Le terme de police de caractères désigne officiellement un ensemble complet, dans un corps donné, de caractères d'une même graisse et d'une même famille (d'un même dessin). Le terme anglais "font" utilisé souvent en informatique, PAO (Publication Assistée par Ordinateur) ou imprimerie, provient du mot français "fonte". En effet, à l'origine les caractères s'obtenaient par moulage du plomb fondu... L'ensemble d'un jeu de caractères faisait partie d'une même coulée, d'une même fonte.
Outre les multiples formats de polices de caractères, les termes du métier sont souvent utilisés différemment suivant les environnements, ce qui n'enlève rien à la confusion ambiante.
Les imprimeurs utilisent le terme "fonte" pour désigner spécifiquement des tailles de points, poids, graisse et styles sélectionnés dans une police comme dans une expression telle que "nous utilisons une fonte Times de 12 points dans ce document". Ainsi Times 12 points et Times 18 points sont pour eux des fontes, pas des polices. Par contre, dans le même contexte, Times Standard, Times Italique et Times Gras, font partie de la même famille, de la même police (la police Times), même si chaque désignation contient un jeu complet de caractères, dont les caractéristiques sont différentes.
Ajoutons un peu de technique. Pour encore compliquer le tableau, il faut distinguer deux catégories de polices, différentes par la manière dont elles sont "construites", ainsi que par leurs possibilités d'utilisation : les polices bitmap et les polices vectorielles, dites aussi "polices contour" (outline, en anglais).
En fait, avec les polices vectorielles qui peuvent se décliner directement en n'importe quelle taille ou graisse, la différence entre fonte et police n'est plus qu'une question de vocabulaire, ou de langue. En français, on parle de police, et de fonte en anglais.
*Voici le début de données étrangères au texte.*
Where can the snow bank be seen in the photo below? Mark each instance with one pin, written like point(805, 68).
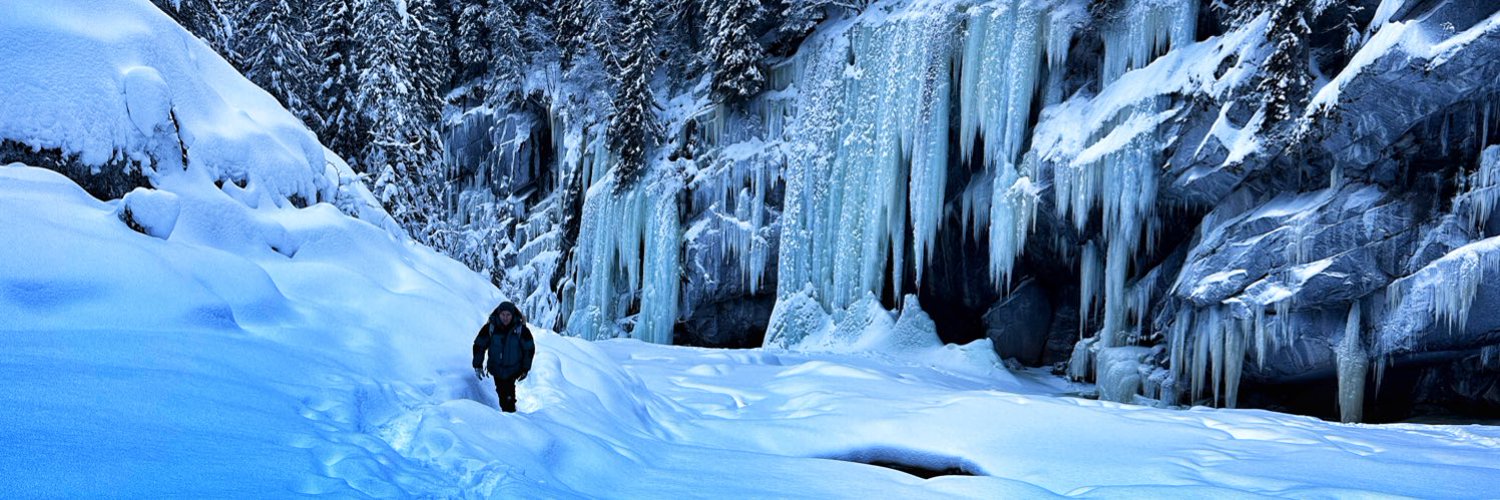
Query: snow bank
point(120, 81)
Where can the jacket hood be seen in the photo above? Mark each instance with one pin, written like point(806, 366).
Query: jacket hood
point(510, 307)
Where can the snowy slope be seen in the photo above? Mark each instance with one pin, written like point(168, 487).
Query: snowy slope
point(111, 83)
point(144, 367)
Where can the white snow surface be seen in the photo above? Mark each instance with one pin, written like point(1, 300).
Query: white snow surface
point(212, 365)
point(120, 80)
point(234, 347)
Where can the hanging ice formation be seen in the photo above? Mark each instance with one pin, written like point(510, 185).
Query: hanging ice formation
point(873, 110)
point(1118, 171)
point(1353, 365)
point(875, 107)
point(627, 240)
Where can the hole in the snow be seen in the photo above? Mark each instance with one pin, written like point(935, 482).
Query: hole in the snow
point(920, 464)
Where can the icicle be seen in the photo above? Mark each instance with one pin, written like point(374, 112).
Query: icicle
point(1146, 29)
point(1178, 337)
point(1353, 364)
point(876, 156)
point(1233, 359)
point(1091, 281)
point(623, 237)
point(1215, 334)
point(1481, 189)
point(1011, 215)
point(662, 262)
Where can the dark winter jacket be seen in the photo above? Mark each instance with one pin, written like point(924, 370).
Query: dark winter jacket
point(509, 349)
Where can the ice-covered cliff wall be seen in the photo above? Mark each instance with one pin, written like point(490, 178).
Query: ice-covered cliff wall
point(1176, 195)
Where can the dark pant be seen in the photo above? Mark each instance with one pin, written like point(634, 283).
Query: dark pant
point(506, 388)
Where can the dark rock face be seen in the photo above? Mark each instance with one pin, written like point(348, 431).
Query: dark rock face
point(1272, 215)
point(1020, 323)
point(104, 182)
point(734, 323)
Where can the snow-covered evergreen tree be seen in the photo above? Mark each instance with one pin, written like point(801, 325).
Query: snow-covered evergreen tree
point(278, 60)
point(734, 51)
point(471, 41)
point(632, 128)
point(585, 26)
point(336, 75)
point(426, 59)
point(504, 51)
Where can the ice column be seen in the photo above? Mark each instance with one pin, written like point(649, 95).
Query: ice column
point(1146, 29)
point(872, 155)
point(1001, 66)
point(1353, 365)
point(623, 237)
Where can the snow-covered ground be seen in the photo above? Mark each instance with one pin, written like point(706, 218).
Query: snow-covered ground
point(150, 367)
point(209, 338)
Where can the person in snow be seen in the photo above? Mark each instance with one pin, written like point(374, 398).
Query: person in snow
point(509, 344)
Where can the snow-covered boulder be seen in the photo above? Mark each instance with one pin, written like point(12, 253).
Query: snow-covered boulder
point(117, 89)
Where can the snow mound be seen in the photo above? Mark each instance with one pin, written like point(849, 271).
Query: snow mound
point(120, 83)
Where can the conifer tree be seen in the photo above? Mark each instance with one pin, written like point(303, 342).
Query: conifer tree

Quel que soit le type de police utilisé, il ne faut pas oublier que moniteur et imprimante n'ont jamais les mêmes caractéristiques. Par conséquent, une même police n'aura pas le même aspect dans les deux cas. Si, au contraire, on désire obtenir le même aspect, il faut utiliser à la fois une police écran et une police imprimante, ou encore traiter selon deux modes différents une même police vectorielle, par exemple de type True Type...
En ce qui concerne les imprimantes, et en particulier les imprimantes laser haut de gamme, toutes les polices peuvent être, quelle que soit leur catégorie, au choix du fournisseur, disponibles en mémoire morte de l'imprimante, téléchargées depuis un disque de micro-ordinateur ou stockées dans des cartouches amovibles. Ce n'est plus le cas des imprimantes de type "personnel", peu coûteuses : dans ces machines simplifiées, toute la gestion de l'impression est réalisée par le processeur de l'ordinateur.
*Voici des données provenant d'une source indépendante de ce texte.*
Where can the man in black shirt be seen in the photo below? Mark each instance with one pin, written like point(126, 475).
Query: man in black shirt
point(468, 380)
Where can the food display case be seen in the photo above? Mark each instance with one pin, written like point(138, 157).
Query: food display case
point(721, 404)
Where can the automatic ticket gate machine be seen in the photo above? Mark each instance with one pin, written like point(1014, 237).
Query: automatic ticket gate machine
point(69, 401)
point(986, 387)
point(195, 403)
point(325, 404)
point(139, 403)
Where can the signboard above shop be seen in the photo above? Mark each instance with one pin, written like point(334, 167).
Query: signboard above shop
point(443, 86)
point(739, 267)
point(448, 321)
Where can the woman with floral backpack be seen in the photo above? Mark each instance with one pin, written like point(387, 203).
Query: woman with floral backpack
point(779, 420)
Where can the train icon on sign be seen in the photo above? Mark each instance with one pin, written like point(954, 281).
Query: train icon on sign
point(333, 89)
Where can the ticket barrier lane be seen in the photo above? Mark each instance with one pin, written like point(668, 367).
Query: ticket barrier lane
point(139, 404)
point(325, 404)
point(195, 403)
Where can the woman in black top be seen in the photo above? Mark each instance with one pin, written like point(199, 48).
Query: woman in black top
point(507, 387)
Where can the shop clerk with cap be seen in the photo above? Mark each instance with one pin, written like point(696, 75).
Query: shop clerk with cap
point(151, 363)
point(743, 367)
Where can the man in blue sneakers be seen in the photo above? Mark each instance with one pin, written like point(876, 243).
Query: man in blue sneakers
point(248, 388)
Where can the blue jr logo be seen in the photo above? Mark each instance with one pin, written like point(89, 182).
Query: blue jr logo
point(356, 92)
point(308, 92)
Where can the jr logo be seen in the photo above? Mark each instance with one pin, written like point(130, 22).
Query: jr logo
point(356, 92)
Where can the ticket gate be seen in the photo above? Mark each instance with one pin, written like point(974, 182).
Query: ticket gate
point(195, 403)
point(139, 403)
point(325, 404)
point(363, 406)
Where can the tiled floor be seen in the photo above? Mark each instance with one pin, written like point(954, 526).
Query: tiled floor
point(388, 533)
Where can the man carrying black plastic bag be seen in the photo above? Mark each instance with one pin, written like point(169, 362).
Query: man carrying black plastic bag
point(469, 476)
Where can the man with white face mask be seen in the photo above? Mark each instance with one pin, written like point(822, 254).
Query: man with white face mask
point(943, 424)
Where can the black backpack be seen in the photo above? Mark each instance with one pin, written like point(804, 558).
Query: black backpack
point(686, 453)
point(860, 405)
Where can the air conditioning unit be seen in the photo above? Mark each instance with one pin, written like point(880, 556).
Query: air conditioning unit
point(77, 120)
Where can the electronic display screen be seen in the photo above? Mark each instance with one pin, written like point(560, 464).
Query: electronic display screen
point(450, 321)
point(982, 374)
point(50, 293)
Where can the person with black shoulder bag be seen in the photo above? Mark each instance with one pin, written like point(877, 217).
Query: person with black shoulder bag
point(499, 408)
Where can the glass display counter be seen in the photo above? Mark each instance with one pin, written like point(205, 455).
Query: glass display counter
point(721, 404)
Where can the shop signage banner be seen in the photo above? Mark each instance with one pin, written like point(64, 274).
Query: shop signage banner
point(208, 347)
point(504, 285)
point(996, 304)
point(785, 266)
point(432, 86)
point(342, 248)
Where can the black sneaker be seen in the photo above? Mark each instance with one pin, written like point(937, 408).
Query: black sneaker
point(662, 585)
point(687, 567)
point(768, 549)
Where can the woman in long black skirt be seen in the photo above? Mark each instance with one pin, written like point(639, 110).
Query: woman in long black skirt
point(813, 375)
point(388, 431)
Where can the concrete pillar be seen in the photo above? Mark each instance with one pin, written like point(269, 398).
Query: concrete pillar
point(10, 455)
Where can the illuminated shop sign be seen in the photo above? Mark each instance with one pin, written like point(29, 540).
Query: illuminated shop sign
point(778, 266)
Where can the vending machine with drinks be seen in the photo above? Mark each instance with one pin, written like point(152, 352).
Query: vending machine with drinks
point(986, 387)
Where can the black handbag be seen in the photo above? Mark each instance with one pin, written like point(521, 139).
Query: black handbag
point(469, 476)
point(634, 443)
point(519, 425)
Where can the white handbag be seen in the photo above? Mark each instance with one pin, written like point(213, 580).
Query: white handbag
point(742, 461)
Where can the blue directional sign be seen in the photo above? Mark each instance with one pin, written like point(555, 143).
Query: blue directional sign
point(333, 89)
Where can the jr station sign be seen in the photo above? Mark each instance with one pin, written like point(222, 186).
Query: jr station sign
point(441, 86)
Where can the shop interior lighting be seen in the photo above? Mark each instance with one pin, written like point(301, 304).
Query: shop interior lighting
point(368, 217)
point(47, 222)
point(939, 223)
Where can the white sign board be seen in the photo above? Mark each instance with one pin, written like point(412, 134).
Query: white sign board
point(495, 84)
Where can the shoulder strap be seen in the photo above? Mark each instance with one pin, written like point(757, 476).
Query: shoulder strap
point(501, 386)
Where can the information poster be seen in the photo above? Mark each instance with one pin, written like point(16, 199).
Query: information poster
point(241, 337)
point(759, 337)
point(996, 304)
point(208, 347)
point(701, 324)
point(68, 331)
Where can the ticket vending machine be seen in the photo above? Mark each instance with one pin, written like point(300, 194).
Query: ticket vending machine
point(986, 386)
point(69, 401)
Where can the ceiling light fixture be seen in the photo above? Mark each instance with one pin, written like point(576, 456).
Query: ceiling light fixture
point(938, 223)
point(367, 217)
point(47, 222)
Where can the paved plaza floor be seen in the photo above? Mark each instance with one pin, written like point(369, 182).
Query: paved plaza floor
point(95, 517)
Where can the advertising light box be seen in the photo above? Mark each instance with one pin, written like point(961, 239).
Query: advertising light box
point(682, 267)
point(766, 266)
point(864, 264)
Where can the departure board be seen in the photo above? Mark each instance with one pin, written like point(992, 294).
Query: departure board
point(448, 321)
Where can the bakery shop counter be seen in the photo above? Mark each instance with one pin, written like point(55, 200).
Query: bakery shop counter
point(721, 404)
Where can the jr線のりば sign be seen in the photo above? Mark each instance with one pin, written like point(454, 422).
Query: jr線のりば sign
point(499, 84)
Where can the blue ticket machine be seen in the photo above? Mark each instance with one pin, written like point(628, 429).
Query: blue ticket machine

Enfin, dernier point, il y a imprimantes et imprimantes. Toutes les imprimantes n'ont pas des caractéristiques identiques, et la qualité du travail réalisé dépend en grande partie de l'imprimante utilisée...
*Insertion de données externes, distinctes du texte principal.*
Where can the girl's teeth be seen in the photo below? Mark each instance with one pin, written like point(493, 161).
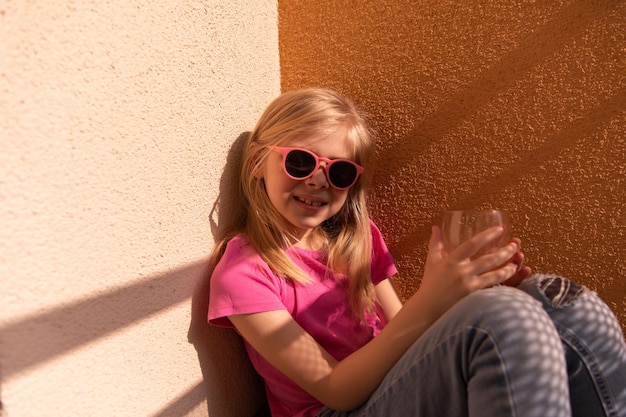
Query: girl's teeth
point(310, 203)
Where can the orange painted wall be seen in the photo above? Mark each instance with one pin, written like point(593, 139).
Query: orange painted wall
point(513, 105)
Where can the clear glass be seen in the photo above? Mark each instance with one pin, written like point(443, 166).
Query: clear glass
point(460, 225)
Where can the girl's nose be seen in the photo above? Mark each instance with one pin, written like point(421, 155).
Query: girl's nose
point(318, 179)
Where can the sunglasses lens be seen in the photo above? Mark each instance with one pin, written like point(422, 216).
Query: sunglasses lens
point(299, 164)
point(342, 174)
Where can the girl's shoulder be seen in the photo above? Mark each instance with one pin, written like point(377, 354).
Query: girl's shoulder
point(238, 249)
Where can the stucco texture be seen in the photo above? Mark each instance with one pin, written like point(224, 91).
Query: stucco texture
point(116, 121)
point(516, 105)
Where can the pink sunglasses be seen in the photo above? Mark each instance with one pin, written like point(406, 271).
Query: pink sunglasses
point(300, 164)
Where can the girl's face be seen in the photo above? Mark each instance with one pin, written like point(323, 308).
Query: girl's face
point(307, 203)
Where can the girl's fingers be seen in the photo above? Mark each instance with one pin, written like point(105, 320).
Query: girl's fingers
point(496, 276)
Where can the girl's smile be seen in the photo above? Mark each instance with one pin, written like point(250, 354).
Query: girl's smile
point(307, 203)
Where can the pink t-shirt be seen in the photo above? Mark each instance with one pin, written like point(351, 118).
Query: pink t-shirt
point(243, 283)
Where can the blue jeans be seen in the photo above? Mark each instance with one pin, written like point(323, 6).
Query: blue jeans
point(552, 349)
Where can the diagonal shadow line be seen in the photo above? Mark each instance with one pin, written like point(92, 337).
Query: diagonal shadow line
point(573, 134)
point(185, 403)
point(62, 329)
point(535, 48)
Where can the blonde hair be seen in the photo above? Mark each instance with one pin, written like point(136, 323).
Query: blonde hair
point(348, 235)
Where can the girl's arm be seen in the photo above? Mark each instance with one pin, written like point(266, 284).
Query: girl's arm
point(388, 299)
point(346, 384)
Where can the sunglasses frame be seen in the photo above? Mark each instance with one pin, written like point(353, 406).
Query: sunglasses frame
point(284, 151)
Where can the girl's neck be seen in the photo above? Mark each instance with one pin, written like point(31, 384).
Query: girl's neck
point(313, 239)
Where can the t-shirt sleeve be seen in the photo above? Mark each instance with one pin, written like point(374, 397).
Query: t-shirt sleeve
point(242, 283)
point(383, 263)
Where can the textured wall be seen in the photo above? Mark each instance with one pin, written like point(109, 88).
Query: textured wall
point(518, 105)
point(116, 121)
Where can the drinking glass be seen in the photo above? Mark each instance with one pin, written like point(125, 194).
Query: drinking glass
point(460, 225)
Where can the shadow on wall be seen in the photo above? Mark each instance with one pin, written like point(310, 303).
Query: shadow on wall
point(230, 385)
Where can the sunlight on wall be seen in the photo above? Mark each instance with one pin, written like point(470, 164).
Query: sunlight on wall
point(117, 118)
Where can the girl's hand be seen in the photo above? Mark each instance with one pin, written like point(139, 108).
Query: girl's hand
point(450, 277)
point(523, 272)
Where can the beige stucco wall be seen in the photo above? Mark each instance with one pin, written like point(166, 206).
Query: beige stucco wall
point(116, 120)
point(518, 105)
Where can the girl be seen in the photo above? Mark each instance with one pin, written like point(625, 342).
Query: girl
point(305, 277)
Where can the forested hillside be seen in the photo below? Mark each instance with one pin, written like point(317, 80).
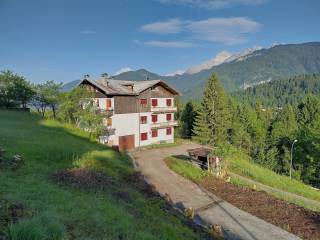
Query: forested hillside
point(264, 134)
point(282, 92)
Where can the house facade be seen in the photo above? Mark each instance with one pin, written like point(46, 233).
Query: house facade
point(141, 112)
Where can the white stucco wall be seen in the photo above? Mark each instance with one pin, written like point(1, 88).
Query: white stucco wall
point(103, 102)
point(128, 124)
point(125, 124)
point(162, 102)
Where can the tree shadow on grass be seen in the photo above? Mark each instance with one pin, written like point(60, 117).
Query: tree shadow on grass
point(182, 157)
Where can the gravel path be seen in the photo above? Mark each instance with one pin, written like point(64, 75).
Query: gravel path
point(210, 210)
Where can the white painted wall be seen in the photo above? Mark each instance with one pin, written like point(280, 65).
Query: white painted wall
point(125, 124)
point(162, 102)
point(103, 102)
Polices bitmap ("carte de points")
Une police bitmap est un ensemble de caractères décrits par des matrices binaires, des tableaux de points noirs ou blancs. Plus les caractères sont grands, plus il faut de points pour les décrire, et plus le fichier de la police est important. A titre indicatif, un Times gras, en corps 6 occupe approximativement 10 Ko. Le même Times en corps 12 occupe 26 Ko. Toujours en gras, mais en corps 24, le fichier occupe 80 Ko, et 256 Ko en corps 48...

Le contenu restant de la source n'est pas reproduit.